Scottish soldiers who served in the Dutch Republic during the Eighty Years’ War (1568-1648) faced danger both on and off the battlefield. The first Scottish colonel in Dutch service lost his life in 1574, not to a Spanish bullet or pike, but in a duel with his subordinate, and the very man who would go on to succeed him. In 1604, Captain Henry Bruce killed his fellow captain, William Hamilton, in a duel at The Hague, sparking a conflict with Hamilton’s family that would reach its boiling point two decades later when Bruce returned to Scotland. These were not isolated incidents. Both these two cases and further examples of violence—or attempted violence—between the soldiers and officers of the Scots-Dutch Brigade will be examined over the course of this paper. By comparing the Scots to their English counterparts in the Anglo-Dutch Brigade, the paper will explore the relationships soldiers had with each other off the battlefield and will place these episodes within the wider contexts of martial discipline, honor and “bloodfeud” in early modern Scotland. 


Percy Leung, PhD Candidate

    Entertaining the Populations with Enemies’ Music: The Performance Practices and the Concert Hall Reception of the Berliner Philharmoniker and the London Symphony Orchestra during the First World War.
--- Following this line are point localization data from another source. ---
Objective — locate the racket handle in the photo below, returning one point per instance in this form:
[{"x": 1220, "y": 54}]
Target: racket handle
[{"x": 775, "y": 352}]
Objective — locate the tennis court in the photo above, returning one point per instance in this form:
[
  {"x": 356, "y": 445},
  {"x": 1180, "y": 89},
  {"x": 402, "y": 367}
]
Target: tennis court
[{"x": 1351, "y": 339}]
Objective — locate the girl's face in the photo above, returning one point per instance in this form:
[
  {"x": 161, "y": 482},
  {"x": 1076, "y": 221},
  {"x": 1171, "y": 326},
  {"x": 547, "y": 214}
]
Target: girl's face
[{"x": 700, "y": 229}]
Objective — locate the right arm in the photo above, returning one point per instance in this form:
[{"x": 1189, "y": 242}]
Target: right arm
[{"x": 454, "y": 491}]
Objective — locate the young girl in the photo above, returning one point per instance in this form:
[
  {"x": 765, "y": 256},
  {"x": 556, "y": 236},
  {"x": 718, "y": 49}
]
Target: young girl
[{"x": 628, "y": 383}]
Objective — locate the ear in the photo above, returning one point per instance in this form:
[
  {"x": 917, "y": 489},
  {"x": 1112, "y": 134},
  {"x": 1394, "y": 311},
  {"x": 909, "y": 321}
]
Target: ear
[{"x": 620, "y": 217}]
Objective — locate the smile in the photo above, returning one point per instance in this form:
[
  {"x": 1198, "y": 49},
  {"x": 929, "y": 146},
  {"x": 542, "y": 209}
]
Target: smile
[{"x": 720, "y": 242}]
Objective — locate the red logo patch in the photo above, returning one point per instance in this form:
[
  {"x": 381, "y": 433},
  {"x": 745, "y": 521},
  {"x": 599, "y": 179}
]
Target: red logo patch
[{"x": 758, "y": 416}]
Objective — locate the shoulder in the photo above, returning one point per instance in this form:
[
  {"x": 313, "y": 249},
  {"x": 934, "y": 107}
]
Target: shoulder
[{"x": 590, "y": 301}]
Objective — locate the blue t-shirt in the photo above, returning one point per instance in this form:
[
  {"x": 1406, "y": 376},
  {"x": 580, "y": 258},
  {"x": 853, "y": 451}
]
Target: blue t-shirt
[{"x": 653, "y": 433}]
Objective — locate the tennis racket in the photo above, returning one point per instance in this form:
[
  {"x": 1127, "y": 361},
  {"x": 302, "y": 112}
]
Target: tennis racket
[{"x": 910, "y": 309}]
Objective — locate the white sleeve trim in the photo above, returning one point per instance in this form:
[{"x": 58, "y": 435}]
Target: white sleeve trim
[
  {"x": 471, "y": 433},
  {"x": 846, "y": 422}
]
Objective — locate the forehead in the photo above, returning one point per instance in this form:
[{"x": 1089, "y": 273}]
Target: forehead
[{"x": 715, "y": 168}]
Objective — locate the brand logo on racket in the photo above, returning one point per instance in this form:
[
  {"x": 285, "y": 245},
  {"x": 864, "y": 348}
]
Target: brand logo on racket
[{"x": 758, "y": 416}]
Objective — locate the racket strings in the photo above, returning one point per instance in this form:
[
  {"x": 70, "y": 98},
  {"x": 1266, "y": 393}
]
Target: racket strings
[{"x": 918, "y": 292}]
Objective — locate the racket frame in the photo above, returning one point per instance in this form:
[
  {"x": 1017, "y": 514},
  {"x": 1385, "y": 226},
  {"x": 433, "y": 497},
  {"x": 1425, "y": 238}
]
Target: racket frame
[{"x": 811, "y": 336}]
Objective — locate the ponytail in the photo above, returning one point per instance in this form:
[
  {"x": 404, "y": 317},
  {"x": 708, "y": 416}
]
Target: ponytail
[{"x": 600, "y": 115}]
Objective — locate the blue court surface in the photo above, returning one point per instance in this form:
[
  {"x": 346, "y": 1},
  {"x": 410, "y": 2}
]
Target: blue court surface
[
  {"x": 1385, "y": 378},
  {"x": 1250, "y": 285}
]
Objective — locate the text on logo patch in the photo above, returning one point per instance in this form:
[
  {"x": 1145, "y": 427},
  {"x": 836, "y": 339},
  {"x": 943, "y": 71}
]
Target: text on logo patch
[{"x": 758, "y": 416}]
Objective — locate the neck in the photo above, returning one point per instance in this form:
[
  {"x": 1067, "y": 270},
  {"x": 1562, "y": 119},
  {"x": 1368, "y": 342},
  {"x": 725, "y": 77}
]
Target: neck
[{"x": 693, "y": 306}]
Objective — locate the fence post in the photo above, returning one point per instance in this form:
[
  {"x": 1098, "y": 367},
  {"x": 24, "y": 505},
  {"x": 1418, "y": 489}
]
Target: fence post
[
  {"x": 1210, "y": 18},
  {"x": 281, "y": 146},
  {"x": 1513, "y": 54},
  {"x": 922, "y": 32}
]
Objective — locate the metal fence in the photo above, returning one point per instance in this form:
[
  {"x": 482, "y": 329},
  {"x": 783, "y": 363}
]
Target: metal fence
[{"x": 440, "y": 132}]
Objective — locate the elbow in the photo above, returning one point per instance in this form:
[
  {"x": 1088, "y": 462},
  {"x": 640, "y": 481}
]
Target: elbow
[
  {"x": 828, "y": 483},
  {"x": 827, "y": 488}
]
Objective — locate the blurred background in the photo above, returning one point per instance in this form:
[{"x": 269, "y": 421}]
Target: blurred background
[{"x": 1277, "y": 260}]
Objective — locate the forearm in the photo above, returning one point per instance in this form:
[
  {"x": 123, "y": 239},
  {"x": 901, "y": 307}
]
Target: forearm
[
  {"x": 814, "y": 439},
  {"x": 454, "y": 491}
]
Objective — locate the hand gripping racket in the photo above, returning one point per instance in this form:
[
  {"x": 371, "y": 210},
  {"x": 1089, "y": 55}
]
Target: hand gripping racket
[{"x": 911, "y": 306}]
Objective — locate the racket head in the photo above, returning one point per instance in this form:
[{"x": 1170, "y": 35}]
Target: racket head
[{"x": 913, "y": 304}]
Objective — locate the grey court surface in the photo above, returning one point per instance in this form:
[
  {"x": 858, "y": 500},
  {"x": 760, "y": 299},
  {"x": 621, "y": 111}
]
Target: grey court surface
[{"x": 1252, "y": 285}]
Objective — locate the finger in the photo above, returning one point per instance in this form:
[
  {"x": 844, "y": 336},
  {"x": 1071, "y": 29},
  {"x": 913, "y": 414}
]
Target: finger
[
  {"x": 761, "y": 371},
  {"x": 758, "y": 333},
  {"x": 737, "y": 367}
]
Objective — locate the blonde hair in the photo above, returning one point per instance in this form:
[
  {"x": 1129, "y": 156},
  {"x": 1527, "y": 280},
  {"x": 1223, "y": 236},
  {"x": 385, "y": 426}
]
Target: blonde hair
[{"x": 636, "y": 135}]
In the current literature, historians of First World War visual arts, theatre, cinema, literature and other cultural productions, in both Germany and Britain, unequivocally argued that the cultural productions in their fields attempted to galvanise the populations by adopting a xenophobic and hostile attitude towards the enemy. Through my paper, I will challenge this widely-held notion and underline that classical music productions did not share the nationalistic and stereotypical perspectives adopted by other cultural productions. Furthermore, I will investigate how the performances of both the Berliner Philharmoniker and the London Symphony Orchestra, the most notable musical organisations in their country at the time, were received by the critics and audiences, and explore why Beethoven had become a controversial figure throughout the war.